Fever, chills, cough, shortness of breath, sore throat and headache: these are the COVID-19 symptoms that have been drilled into us since the start of the pandemic. And rightly so, as they ARE the most common symptoms. However, there are other, lesser-known and less-common symptoms of COVID-19 to also know about. 

The SARS-CoV-2 virus, which causes COVID-19, can affect multiple tissues and organs in the body, not just the respiratory system. While these effects aren’t as well known, scientists and health experts are increasingly becoming more familiar with them. They include: 

Skin rashes 

A “COVID-19 rash” may look like a patchy rash, itchy bumps, blisters, pinpoint spots, or flat spots and bumps joined together, according to the American Academy of Dermatology Association. The rash may or may not be itchy and it typically lasts between 2 to 12 days. A lacey-looking purple rash is another possible sign of COVID-19 and can indicate blood clotting in blood vessels. A dermatologist can provide more guidance and treatment of these rashes. 

COVID toes

Children, teens and young adults are more likely to develop this condition compared with adults, and many either have no other symptoms or the symptoms are mild. COVID-toe symptoms include red or purple bumps on the toes (and sometimes the hands), along with a burning sensation, itchiness and possibly pain and tenderness. Symptoms tend to go away after 2 to 3 weeks, but some people have symptoms for months. Hydrocortisone cream can help reduce any pain or itching. 

Gastrointestinal symptoms

The coronavirus can also cause GI symptoms, such as diarrhea, vomiting, nausea, stomach pain and bleeding. Researchers believe that the virus enters the gastrointestinal system (which is part of the immune system), causing these symptoms. Diarrhea tends to be the most common GI-related symptom of COVID-19. Vomiting tends to be more common in children. Of course, these symptoms can occur due to other illnesses and conditions. If you do develop any of these symptoms and they are mild, stay home, drink plenty of fluids, eat bland foods and minimize contact with others. Be sure to check your blood sugars regularly. Call your provider if symptoms are more severe or are worsening, or if you are having frequent high or low blood sugars. 

Loss of smell and taste

According to U.S. News and World Report, 86% of people with mild to moderate COVID-19 reported problems with their sense of smell and a similar amount noticed a change in taste. In fact, loss of smell is sometimes the first and only symptom of those diagnosed with COVID-19. Loss of smell can directly impact your sense of taste (think back to when you have a bad cold and how food seems tasteless), and this loss can occur suddenly in people with COVID-19. While the exact reason for this isn’t entirely clear, it IS known that some viruses enter the olfactory (smell) neurons, causing inflammation. In most cases, the sense of smell returns within two to four weeks, but for some, smell loss may be long-term. Talk with your primary-care provider if you are experiencing loss of smell and/or taste. 

Loneliness 

Loneliness is nothing new and it’s certainly existed long before the COVID-19 pandemic. According to the Health Resources and Services Administration (HRSA), an agency of the U.S. Department of Health and Human Services, one in five Americans say they feel lonely or socially isolated (and that’s WITHOUT the COVID-19 pandemic). Living alone, being unmarried, not participating in social groups and having few friends are risk factors for loneliness as well as an increased risk of early death.  

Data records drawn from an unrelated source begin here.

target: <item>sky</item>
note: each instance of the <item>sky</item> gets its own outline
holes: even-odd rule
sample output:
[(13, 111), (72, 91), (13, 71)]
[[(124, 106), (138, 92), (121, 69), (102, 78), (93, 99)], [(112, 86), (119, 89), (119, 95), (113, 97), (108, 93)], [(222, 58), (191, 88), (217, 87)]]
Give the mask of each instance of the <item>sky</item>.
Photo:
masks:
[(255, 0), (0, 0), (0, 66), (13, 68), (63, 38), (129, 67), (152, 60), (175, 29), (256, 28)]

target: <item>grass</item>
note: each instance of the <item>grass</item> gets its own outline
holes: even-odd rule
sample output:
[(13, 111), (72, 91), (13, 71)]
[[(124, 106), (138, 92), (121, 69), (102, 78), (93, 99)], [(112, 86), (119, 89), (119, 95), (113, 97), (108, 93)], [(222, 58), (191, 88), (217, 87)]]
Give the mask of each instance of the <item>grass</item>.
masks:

Now comes along a pandemic with its lockdowns, quarantines and social distancing that serves to exacerbate the problem of loneliness. Health experts have been concerned about not just the physical health ramifications of COVID-19, but the mental health consequences, as well. Social distancing affects all of us, to some extent, but those with loneliness are more likely to have more depression, Alzheimer’s disease, alcoholism, chronic stressand poor sleep quality. Suicide rates are higher in those who are lonely, too, according to an article published in 2014 in the Journal of Clinical & Diagnostic Research. As the authors state, “Left untended, loneliness can have serious consequences for mental and physical health.” In addition, young adults, students, people with lower education or income, and urban residents are more likely to experience loneliness due to the pandemic, per a September 2020 study published in the journal Public Health. 

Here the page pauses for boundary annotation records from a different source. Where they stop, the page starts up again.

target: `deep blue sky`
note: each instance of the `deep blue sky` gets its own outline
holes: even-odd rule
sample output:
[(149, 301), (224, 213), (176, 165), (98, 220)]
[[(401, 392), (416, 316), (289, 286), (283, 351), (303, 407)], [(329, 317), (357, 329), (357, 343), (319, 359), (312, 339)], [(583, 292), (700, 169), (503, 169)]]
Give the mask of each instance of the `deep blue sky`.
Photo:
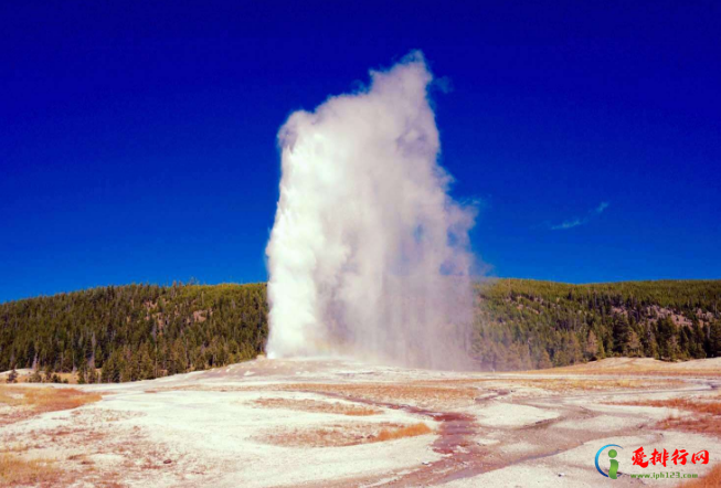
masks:
[(278, 127), (413, 49), (492, 275), (721, 278), (719, 2), (43, 3), (0, 6), (0, 301), (265, 279)]

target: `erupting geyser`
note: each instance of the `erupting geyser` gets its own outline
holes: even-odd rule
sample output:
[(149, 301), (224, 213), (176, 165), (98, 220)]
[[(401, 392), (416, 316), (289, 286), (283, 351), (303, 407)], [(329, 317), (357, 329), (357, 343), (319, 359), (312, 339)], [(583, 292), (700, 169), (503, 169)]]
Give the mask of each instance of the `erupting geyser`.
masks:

If you’re feeling lonely more so than ever or just feeling a case of cabin fever, take heart, as there are steps that you can take to get through this time of isolation.  

  • Make time to de-stress by practicing deep breathing, doing some stretches or meditating. 
  • Stick to a schedule. It can help to plan your day and keep a diary of what you did and how you’re feeling. 
  • Stay informed but limit the amount of time watching or listening to the news or spending time on social media. 
  • Connect with others. Phone calls, video chats, texting or even letter writing can help you stay in touch and feel less isolated.  
  • Turn to or develop a hobby. Boredom enhances loneliness, so spending time doing something that occupies your time (cooking, knitting, painting or reading are examples) can help keep loneliness at bay. To increase social connections, choose a hobby or interest that involves others, such as an online class or virtual museum tour, for example.  
  • If you miss talking with people, try QuarantineChat, a free service that lets you talk with others on the phone. For more information, visit the QuarantineChat website.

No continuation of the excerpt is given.